Division of Vascular and Endovascular Surgery, Boston University School of Medicine, Boston Medical Centre, Boston, MA, USA.
Section of Vascular Surgery, Dartmouth-Hitchcock Medical Centre, Lebanon, NH, USA.
Eur J Vasc Endovasc Surg. 2023 Oct;66(4):541-549. doi: 10.1016/j.ejvs.2023.07.055. Epub 2023 Aug 4.
To justify the up front risks of offering elective interventions for intermittent claudication (IC), patients should have reasonable life expectancy to derive durable clinical benefits. Open surgery for chronic limb threatening ischaemia (CLTI) is maximally beneficial in patients surviving ≥ 2 years. The aim was to assess long term survival after IC and CLTI interventions.
In a retrospective cohort analysis, the Vascular Quality Initiative (VQI) registry from 1 January 2010 to 31 May 2021 was queried for peripheral vascular intervention (PVI), infra-inguinal bypasses (IIB), and supra-inguinal bypasses (SIB) for IC and CLTI across 286 US centres. VQI linkage to Medicare insurance claims provided five year survival data. Multivariable analysis identified factors associated with five year mortality.
There were 31 457 PVIs (44.7% IC, 55.3% CLTI), 7 978 IIBs (26.9% IC, 73.1% CLTI), and 2 149 SIBs (50.1% IC, 49.9% CLTI) recorded in the VQI. Among the PVI, IIB, and SIB cohorts, average ages were 75, 73, and 72 years, respectively. Respective five year mortality after PVI for IC and CLTI was 37.2% and 71.1%; after IIB for IC and CLTI it was 37.8% and 60%; and after SIB for IC and CLTI it was 33.8% and 53.8%. On multivariable analysis, across all procedures, end stage renal disease, CLTI, congestive heart failure, anaemia, chronic obstructive pulmonary disease, and prior amputation were independently associated with increased mortality.
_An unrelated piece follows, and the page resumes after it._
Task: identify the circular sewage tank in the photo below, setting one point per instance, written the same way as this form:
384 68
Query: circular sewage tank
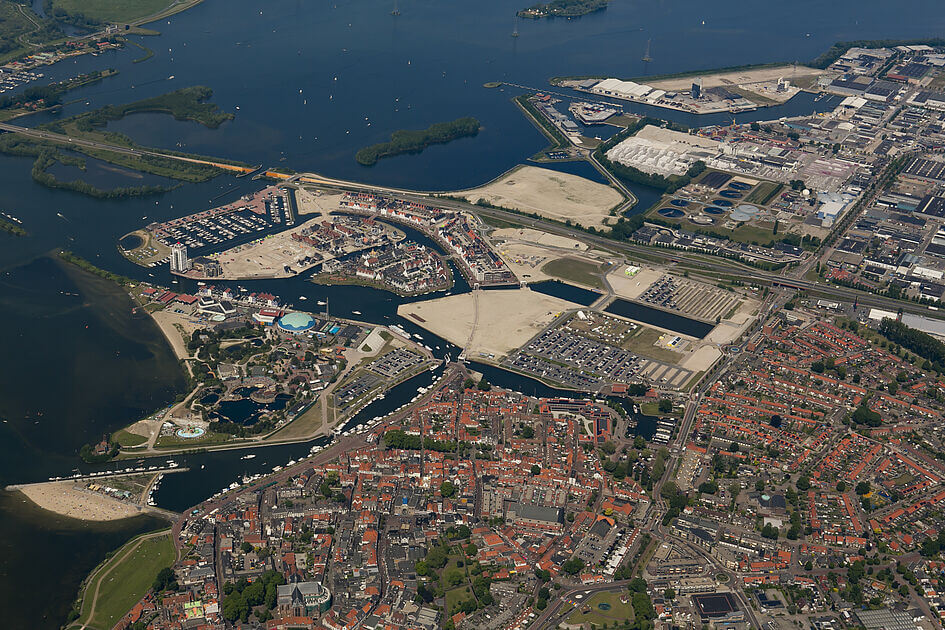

Pre-admission home living and pre-operative aspirin use were independently associated with decreased mortality.
Long term survival in Medicare patients undergoing interventions in VQI centres for peripheral arterial disease is poor. Two thirds of CLTI patients and over one third of IC patients were not alive at five years. Intervening for IC in patients with high mortality risk should be avoided. For CLTI patients identified with decreased survival likelihood, intervention durability may be less important than invasiveness. Pre-operative medical optimisation should always be undertaken.
为了证明为间歇性跛行(IC)患者提供选择性干预的前期风险是合理的,患者应有合理的预期寿命以获得持久的临床获益。对于慢性肢体威胁性缺血(CLTI)的开放手术,在患者存活≥2 年时获益最大。本研究旨在评估 IC 和 CLTI 干预后的长期生存情况。
在回顾性队列分析中,从 2010 年 1 月 1 日至 2021 年 5 月 31 日,检索了美国 286 个中心的血管质量倡议(VQI)登记处,以获取用于 IC 和 CLTI 的外周血管介入(PVI)、下肢旁路术(IIB)和上肢旁路术(SIB)的数据。VQI 与医疗保险索赔的链接提供了五年生存率数据。多变量分析确定了与五年死亡率相关的因素。
在 VQI 中记录了 31457 例 PVI(44.7%IC,55.3%CLTI)、7978 例 IIB(26.9%IC,73.1%CLTI)和 2149 例 SIB(50.1%IC,49.9%CLTI)。在 PVI、IIB 和 SIB 队列中,平均年龄分别为 75、73 和 72 岁。相应的 PVI 治疗 IC 和 CLTI 的五年死亡率分别为 37.2%和 71.1%;IIB 治疗 IC 和 CLTI 的五年死亡率分别为 37.8%和 60%;SIB 治疗 IC 和 CLTI 的五年死亡率分别为 33.8%和 53.8%。多变量分析显示,在所有手术中,终末期肾病、CLTI、充血性心力衰竭、贫血、慢性阻塞性肺疾病和既往截肢与死亡率增加独立相关。入院前居家生活和术前使用阿司匹林与死亡率降低独立相关。
在 VQI 中心接受外周动脉疾病介入治疗的 Medicare 患者的长期生存率较差。三分之二的 CLTI 患者和超过三分之一的 IC 患者在五年内未存活。对于高死亡率风险的 IC 患者,应避免进行干预。对于生存可能性降低的 CLTI 患者,干预的持久性可能不如侵袭性重要。术前应进行医疗优化。